«Земля моя глядит на меня, как сирота»: образ дома в русской драматургии
26 сентября 1903 года Антон Павлович Чехов дописал «Вишневый сад». Пьеса, замышлявшаяся комедией (впрочем, автор до конца жизни настаивал именно на этом жанровом определении), не просто стала мировым хитом, но и ввела тему потери дома в русскую драматургию. Как этот мотив звучал в оттепельной, застойной, перестроечной и современной драме, размышляет театровед Павел Руднев.

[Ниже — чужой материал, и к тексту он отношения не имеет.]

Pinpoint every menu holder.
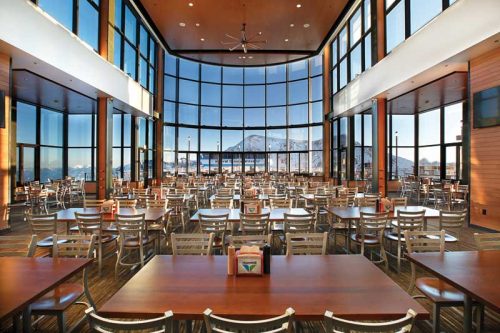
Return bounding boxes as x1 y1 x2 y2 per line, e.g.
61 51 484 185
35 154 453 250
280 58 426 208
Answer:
235 246 264 276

Отчуждение от родной земли
В драматургии Антона Чехова заявлена тема, которая оказалась одной из осевых в послевоенной советской и постсоветской драме. Чехов, видимо, что-то открывает с помощью нее в национальной идентичности.

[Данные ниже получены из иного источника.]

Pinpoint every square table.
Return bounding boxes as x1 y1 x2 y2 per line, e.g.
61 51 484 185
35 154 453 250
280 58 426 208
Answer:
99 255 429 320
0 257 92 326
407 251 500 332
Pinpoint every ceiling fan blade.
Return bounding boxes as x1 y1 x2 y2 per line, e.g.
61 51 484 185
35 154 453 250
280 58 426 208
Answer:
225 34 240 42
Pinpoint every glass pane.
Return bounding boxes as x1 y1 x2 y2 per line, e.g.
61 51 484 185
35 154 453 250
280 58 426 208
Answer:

В пяти его больших драмах пространство для жизни, дом, особняк, одновременно и принадлежит, и не принадлежит человеку. В одной из ремарок «Чайки» (1896) написано: «Действие происходит в усадьбе Сорина». Вот только Сорин в ней не хозяин, она узурпирована Шамраевым. Вопрос, кто истинный владелец дома, в котором живут в «Дяде Ване» (1896), становится краеугольным. Чеховские семьи неполноценны, в них всегда кого-то не хватает, это делает вопрос наследования неясным. Чеховский мир — это еще и мир без детей. Дворянские усадьбы, кроме всего прочего, еще и некому наследовать: будь спасен вишневый сад, кто будет в нем жить дальше, если все ветви Раневских неплодоносны? Прозоровская цивилизация гибельна, так как в освобожденном от нее доме «Трех сестер» (1901) будут жить Софочка и Бобочка — дети хабалки и парвеню Наташи, которые, скорее всего, прижиты на стороне. Ситуация трех сестер напоминает реальную биографию консерватора Василия Розанова, мечтавшего о семейственности, имевшего пятерых детей, никто из которых не родил своих. Очевидно, что и самого Антона Павловича мучала проблема собственной бездетности.

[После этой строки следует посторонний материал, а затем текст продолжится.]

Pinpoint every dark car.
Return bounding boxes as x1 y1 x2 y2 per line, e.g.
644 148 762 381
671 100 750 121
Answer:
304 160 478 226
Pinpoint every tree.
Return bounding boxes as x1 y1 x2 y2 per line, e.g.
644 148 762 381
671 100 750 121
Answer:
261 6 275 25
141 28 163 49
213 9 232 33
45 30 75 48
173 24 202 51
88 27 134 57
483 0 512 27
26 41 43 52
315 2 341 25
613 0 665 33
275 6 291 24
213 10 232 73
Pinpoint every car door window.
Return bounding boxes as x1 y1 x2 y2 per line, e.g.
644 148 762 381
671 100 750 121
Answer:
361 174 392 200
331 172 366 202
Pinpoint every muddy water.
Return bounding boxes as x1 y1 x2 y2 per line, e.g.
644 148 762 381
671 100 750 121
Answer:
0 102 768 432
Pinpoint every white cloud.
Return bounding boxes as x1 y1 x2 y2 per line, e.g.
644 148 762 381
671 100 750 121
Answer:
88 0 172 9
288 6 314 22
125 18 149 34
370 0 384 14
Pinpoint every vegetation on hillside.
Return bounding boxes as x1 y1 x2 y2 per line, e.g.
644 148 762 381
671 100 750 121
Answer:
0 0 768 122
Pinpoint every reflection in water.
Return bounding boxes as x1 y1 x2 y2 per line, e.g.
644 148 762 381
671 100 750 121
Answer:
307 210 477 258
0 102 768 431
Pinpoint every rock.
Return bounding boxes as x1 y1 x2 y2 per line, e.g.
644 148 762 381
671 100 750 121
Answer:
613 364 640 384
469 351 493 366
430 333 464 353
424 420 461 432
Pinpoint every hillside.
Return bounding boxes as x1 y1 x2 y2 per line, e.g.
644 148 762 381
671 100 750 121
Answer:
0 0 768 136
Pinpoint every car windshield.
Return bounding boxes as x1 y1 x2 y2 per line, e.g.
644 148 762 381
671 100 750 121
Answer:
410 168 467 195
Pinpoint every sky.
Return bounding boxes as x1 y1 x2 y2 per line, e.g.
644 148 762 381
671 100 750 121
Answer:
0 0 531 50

Велик соблазн — и таких театральных интерпретаций масса — увидеть в вишневом саде не конкретнее угодье, а… коллективную галлюцинацию. На вишневый сад одни герои смотрят как на объект недвижимости, как на то, из чего можно извлечь прибыль, другие герои видят в нем символ, аллегорию. Вишневый сад — это нечто нематериальное, невесомое, непроявленное.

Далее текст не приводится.